Freilich muß man auch hier wieder unterscheiden. Wenn der Papst im Flugzeug mit Journalisten plaudert, dann haben diese Gespräche selbstverständlich eine ganz geringe Verbindlichkeit. Es handelt sich dabei um Unterhaltungen auf einer Reise, bei denen nicht mit letzter Eindeutigkeit und in letzter Klarheit, vor allem nicht mit Verbindlichkeit gesprochen wird. Oder wenn der Papst ein Buch schreibt, dann ist er eben ein privater Autor wie andere, und man kann sein Buch unter literarischen und theologischen Gesichtspunkten beurteilen, unter Umständen auch Kritik daran üben. Anders ist es dagegen, wenn der Papst eine Enzyklika erläßt. Eine Enzyklika ist ein Ausdruck seiner Lehrgewalt und deswegen verbindlich. Wenn in ihr Dogmen enthalten sind, dann ist diese Enzyklika sogar letztverbindlich, denn gegen Dogmen, gegen die Wahrheit selbst im Glaubensgesetz gibt es keinen Einwand mehr. Aber in Enzykliken finden sich auch viele andere Äußerungen, die nicht mit letzter Verbindlichkeit ausgesagt werden, die deswegen auch der Änderung fähig sind. Die verschiedenen Stufen der Vernindlichkeit zu unterscheiden, ist eine höchst verantwortungsvolle Aufgabe.
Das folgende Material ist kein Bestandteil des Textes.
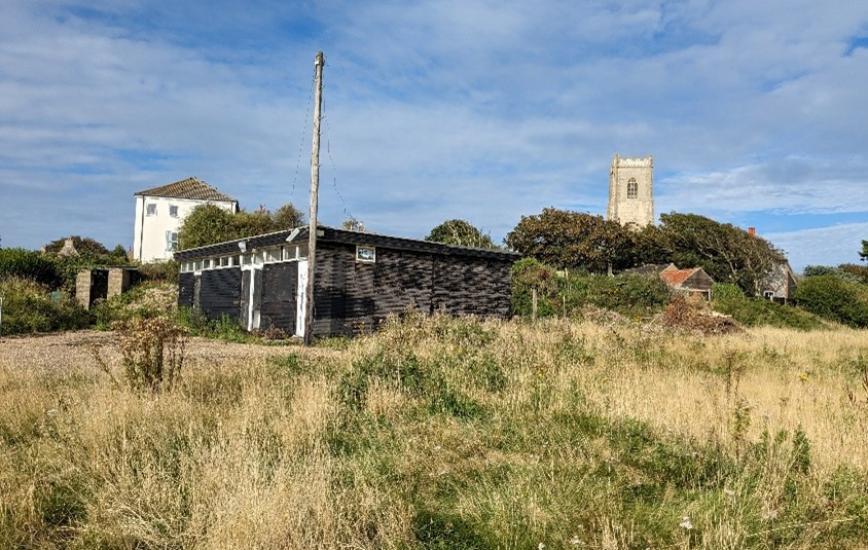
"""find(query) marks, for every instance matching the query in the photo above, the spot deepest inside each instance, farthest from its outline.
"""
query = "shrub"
(691, 313)
(152, 352)
(752, 312)
(28, 264)
(160, 271)
(635, 295)
(834, 298)
(29, 307)
(149, 299)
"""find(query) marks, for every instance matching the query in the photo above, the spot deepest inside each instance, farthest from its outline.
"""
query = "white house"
(161, 210)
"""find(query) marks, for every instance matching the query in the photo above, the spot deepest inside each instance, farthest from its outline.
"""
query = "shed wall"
(278, 305)
(220, 293)
(185, 289)
(353, 296)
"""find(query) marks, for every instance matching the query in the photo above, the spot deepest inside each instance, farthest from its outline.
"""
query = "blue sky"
(755, 112)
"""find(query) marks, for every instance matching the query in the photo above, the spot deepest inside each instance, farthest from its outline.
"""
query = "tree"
(287, 217)
(83, 245)
(209, 224)
(573, 240)
(352, 224)
(206, 224)
(727, 253)
(460, 233)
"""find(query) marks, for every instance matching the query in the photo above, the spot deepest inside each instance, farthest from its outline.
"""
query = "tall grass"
(447, 433)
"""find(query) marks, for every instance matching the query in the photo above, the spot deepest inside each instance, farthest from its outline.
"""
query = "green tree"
(573, 240)
(352, 224)
(287, 217)
(206, 224)
(460, 233)
(727, 253)
(83, 245)
(834, 298)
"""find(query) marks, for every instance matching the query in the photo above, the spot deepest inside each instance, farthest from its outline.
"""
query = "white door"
(301, 298)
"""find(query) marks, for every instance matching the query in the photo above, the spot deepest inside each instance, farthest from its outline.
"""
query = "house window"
(171, 241)
(367, 254)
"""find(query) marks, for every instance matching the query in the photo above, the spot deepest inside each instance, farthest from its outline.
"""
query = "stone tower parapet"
(631, 191)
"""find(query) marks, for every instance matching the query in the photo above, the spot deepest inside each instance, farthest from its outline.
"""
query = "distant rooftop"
(189, 188)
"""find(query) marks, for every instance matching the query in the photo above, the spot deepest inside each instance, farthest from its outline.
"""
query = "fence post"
(533, 304)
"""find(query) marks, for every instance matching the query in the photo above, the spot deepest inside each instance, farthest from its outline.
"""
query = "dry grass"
(444, 434)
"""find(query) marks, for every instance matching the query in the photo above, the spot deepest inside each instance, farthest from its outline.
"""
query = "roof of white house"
(189, 188)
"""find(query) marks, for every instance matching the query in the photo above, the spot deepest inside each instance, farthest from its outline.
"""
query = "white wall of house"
(158, 220)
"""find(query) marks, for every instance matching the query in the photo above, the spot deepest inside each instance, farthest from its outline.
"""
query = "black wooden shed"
(360, 279)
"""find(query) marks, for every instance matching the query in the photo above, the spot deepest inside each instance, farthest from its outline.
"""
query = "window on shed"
(171, 241)
(273, 255)
(366, 254)
(632, 188)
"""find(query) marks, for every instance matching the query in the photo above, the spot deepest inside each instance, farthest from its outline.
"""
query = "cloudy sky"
(756, 112)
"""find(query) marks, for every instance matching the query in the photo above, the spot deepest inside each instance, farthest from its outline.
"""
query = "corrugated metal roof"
(331, 234)
(188, 188)
(676, 277)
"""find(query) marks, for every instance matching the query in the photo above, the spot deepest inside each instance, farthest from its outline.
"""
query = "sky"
(755, 112)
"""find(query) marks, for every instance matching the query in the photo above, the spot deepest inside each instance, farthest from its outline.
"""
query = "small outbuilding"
(693, 280)
(360, 279)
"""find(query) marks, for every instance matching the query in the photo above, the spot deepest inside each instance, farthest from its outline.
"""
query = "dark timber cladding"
(360, 279)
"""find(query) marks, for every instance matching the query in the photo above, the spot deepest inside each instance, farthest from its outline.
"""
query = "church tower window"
(632, 189)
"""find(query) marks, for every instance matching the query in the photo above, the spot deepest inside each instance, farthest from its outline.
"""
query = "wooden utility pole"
(319, 62)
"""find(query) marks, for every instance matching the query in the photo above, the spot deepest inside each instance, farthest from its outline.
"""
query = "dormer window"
(632, 188)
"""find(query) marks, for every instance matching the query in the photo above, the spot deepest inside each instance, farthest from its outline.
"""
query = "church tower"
(631, 191)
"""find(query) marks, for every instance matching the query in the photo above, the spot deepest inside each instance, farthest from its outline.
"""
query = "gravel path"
(75, 350)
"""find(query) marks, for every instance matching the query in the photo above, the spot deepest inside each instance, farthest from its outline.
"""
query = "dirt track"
(75, 350)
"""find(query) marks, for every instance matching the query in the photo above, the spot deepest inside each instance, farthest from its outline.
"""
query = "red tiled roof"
(676, 277)
(189, 188)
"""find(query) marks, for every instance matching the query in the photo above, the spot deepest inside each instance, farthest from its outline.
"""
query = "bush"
(160, 271)
(29, 307)
(635, 295)
(834, 298)
(146, 300)
(28, 264)
(152, 352)
(730, 300)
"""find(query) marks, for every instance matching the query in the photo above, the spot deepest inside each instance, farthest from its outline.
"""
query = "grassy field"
(445, 434)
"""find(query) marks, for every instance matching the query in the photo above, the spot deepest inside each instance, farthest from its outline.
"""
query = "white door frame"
(300, 298)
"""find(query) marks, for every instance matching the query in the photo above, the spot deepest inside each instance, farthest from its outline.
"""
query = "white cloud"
(478, 110)
(831, 245)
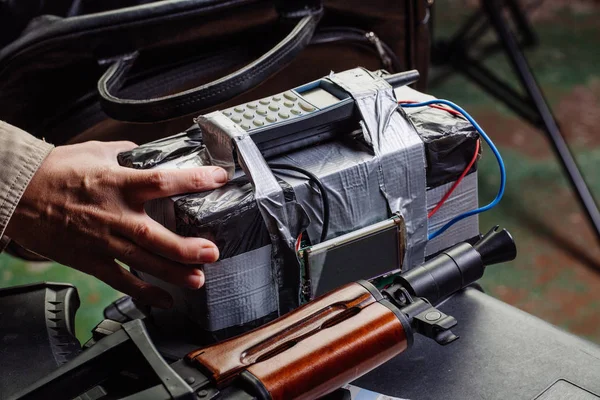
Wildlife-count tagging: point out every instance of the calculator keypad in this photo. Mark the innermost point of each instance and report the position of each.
(258, 114)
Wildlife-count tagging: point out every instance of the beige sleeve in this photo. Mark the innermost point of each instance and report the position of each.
(21, 155)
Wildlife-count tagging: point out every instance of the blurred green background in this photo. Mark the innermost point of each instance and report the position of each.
(557, 273)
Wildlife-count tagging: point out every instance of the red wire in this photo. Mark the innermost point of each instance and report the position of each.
(451, 111)
(460, 178)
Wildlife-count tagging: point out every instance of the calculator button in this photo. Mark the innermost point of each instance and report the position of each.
(306, 107)
(290, 96)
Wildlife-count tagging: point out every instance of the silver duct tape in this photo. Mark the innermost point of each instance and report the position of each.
(399, 151)
(283, 220)
(464, 198)
(238, 290)
(350, 177)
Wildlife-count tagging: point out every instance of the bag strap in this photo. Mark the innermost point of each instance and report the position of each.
(207, 95)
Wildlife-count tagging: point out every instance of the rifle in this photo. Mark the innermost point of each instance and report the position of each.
(305, 354)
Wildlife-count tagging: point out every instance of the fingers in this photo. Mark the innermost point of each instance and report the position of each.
(136, 257)
(123, 281)
(144, 185)
(154, 237)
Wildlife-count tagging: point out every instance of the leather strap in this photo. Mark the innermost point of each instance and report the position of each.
(207, 95)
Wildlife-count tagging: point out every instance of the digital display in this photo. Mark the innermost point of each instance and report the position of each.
(320, 98)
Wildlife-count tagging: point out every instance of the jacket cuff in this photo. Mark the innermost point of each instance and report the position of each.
(21, 154)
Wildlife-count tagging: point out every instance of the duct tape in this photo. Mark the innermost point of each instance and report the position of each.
(400, 153)
(284, 220)
(238, 290)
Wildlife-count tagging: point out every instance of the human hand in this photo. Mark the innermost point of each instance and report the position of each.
(85, 211)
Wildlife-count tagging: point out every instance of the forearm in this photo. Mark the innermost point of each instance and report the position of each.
(21, 155)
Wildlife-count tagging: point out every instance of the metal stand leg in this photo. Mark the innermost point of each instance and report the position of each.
(533, 106)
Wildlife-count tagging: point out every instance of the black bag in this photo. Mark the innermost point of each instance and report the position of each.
(84, 69)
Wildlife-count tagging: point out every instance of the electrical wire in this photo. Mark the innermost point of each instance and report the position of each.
(492, 147)
(312, 177)
(449, 110)
(460, 178)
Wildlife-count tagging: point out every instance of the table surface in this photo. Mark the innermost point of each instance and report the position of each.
(502, 353)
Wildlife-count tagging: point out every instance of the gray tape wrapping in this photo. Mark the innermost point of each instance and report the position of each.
(399, 152)
(283, 220)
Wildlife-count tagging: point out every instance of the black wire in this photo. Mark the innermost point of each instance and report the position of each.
(317, 182)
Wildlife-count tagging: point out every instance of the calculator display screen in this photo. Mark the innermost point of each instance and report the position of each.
(320, 98)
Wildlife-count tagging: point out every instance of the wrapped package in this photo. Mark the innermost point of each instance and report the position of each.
(404, 163)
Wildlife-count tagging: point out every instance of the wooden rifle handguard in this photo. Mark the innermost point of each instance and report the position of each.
(313, 350)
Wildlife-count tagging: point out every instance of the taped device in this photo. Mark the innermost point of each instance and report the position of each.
(378, 164)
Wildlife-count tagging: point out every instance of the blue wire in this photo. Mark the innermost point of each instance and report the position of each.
(494, 150)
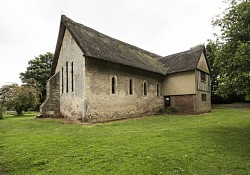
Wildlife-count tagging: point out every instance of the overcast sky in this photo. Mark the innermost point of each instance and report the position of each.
(29, 28)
Woraus ergibt sich, ob Äußerungen einer Enzyklika letztverbindlich sind? Das erkennt man am Stil, wenn der Papst beispielsweise sagt: „Ich spreche hier mit dem höchsten Einsatz meiner Gewalt.“ Das erkennt man am Inhalt, wenn es sich nämlich um eine Glaubens- oder Sittenwahrheit handelt. Das erkennt man auch an der Verbindung nach rückwärts, ob nämlich diese Lehre von der Tradition gestützt und getragen wird. Gegenüber der Wahrheit gibt es keinen Einwand. Bei Meinungen ist eine Änderung möglich. Wenn und soweit im Wirken des Papstes Christus hörbar wird, ist sein Tun und Handeln verbindlich. Je nach dem Maße der Vollmacht, das er in Anspruch nimmt, ist auch der Grad der Verbindlichkeit zu bestimmen.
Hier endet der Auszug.